• No Snarks on Mars

    I was dismayed to see that HBO is launching an animated program about a guy going to work on Mars — disturbingly close to the theme of the comic strip I’ve been working on.

    Screengrab from the trailer for HBO's new cartoon set on Mars

    But the trailer makes it look like yet another modern animation that’s 100% snark, like it hates its characters and hates its subject.

    At first I felt like, “Oh well, there’s my thing gazumped,” but when I sit with it… My thing is full of flawed people (my ideal would be something like Commedia dell’Arte, or Twelfth Night, which is pretty much straight-up Commedia), but hopefully still has a heart.

    Photo of a page from my comic strip, "Marsholes"

    As a kid, I loved space anything, so imagining that setting revives my feelings of hope, wonder, and play.

    It’s the same with Apple TV’s “Hello Tomorrow”: I should be its prime audience member, but it’s so cyncial that I stopped watching it. Again, it seemed to have nothing but disdain for its characters and their world.

    Hell, if you don’t like this, why should I?

    Somewhere along the way we mistook “nasty” for “funny”.

  • My Back! I’m Back!

    In working on an animation for long hours, hunched over my Surface, I pulled something in my back. Between that and endless research about posting content on LinkedIn and YouTube, I haven’t been drawing diary comix. Oh, and I’m also neck-deep in illustrating Book 34 for Strategic Coach.
     
    Now I’m in the process of trying to figure out how to set up my work-space so that A) it doesn’t hurt me, and B) I can make videos or be on calls without a lot of junk behind me. Right now, that’s looking like turning my desk in the basement around and sitting next to the wall.
     
    It’s weird how hesitant I feel about making that change, even though — who cares? It’s the basement; there’s nothing coherent or important going on down here that this will disrupt.
     
    Funny how the first place you put something soon becomes “its place”.
     
    Anyway, I should be drawing.
     
    It’s finally warming up here, which is uplifting after the dreary “survival mode” that was March.
  • Am-Dram Glam

    Diary comic: Going to see Newsies tonight with Mom; I still have actor's nightmares

    When I finished my morning grocery store doodle-and-noodle session, I bumped into my pal David, a stage technician who said he’s working the follow-spot tonight. He told me that the show is great, and that he’s been loving the kids’ enthusiasm and awe for what they’re doing.

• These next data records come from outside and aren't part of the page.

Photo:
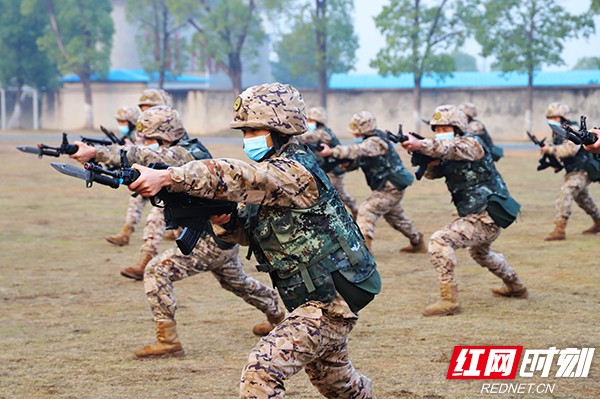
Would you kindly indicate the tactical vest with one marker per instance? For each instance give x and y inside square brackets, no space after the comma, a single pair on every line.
[381,169]
[301,248]
[195,148]
[581,161]
[471,182]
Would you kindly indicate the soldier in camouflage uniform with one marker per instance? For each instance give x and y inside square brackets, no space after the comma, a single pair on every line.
[148,99]
[476,128]
[162,132]
[481,199]
[575,160]
[223,261]
[318,133]
[386,176]
[594,148]
[127,120]
[299,231]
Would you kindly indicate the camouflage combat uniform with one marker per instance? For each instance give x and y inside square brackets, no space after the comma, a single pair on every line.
[161,123]
[225,265]
[575,187]
[473,182]
[386,176]
[324,275]
[136,204]
[322,134]
[154,228]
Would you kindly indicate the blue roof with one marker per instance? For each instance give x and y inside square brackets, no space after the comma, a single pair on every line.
[465,79]
[135,76]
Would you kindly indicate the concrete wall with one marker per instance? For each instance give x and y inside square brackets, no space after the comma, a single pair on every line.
[209,111]
[64,110]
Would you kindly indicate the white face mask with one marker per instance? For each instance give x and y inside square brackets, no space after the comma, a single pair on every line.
[444,136]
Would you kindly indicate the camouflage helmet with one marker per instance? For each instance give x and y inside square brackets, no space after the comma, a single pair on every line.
[129,114]
[362,123]
[154,97]
[161,123]
[469,109]
[317,114]
[558,109]
[449,115]
[273,106]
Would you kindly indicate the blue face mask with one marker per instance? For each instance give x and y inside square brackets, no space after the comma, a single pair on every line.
[256,148]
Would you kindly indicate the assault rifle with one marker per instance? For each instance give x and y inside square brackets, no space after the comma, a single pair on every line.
[180,209]
[583,136]
[546,160]
[328,164]
[417,159]
[43,149]
[64,148]
[113,137]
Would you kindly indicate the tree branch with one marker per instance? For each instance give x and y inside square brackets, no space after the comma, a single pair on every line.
[55,28]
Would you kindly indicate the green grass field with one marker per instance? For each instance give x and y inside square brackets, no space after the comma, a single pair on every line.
[69,323]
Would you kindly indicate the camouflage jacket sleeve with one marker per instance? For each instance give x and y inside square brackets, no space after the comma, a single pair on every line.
[314,137]
[173,156]
[459,149]
[275,182]
[565,150]
[369,147]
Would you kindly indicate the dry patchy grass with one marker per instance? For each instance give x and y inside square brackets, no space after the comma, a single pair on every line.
[69,323]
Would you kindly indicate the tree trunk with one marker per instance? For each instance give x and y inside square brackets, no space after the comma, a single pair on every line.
[15,118]
[234,71]
[417,105]
[164,46]
[529,100]
[321,37]
[87,94]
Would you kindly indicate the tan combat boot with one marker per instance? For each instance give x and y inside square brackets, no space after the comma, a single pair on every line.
[594,229]
[448,303]
[559,232]
[262,329]
[121,238]
[136,272]
[513,288]
[419,248]
[167,342]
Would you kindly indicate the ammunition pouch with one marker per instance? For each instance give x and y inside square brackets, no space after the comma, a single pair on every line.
[313,283]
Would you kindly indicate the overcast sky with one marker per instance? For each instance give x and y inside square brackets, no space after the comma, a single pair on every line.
[371,40]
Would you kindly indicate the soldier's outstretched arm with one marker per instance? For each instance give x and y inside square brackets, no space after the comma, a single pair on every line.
[459,149]
[564,150]
[371,147]
[276,182]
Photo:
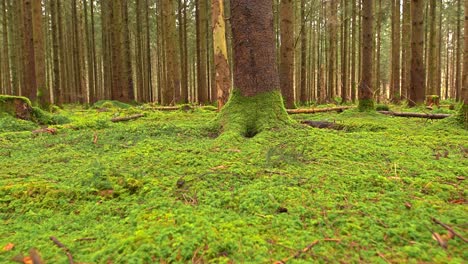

    “To be honest,” he said, “they’re better to work with than a lot of professionals.”

  • The Whale, Original Version

    Some random line of thinking led me to Moby-Dick a few weeks ago, and I figured, “Okay, I’ll give this a try” — fully expecting it might be one of those impenetrable ‘classics’ I decide to quit. (Life is short: If something entirely optional, like a book, is beyond me or turns out to not be my thing, I now allow myself to leave it unfinished.)

    This book is great!

    The chapters are short, Dickens-style, making me suspect they were serialized. They’re the perfect length for reading before bed.

    And the writing is so evocative, quickly sketching out a very specific, weird, and compelling time and place.

    Most surprising, it’s totally gay. One makes allowances for meanings having changed over time, not projecting a postmodern perspective on a different era, blah blah blah. But… no, this is really gay.

    Not having studied this book or researched it before this reading, I’m wondering why I’ve never heard this perspective before.

    I’m still just at the beginning, but I was inspired to make this drawing of the two main characters we’ve spent the most time with (much of which they’ve spent in bed with each other):

    Cartoon: Ishmael and Queequeg

    Queequeg is unquestionably a conglomeration of misinformed racial stereotypes, but he’s treated with some sensitivity and admiration, so I like him and am glad he exists in my imagination. I can fully appreciate that I might feel otherwise if I were Black.

    Again, not having read the book before, I worry for his fate; I have the feeling that things are going to go badly for all involved.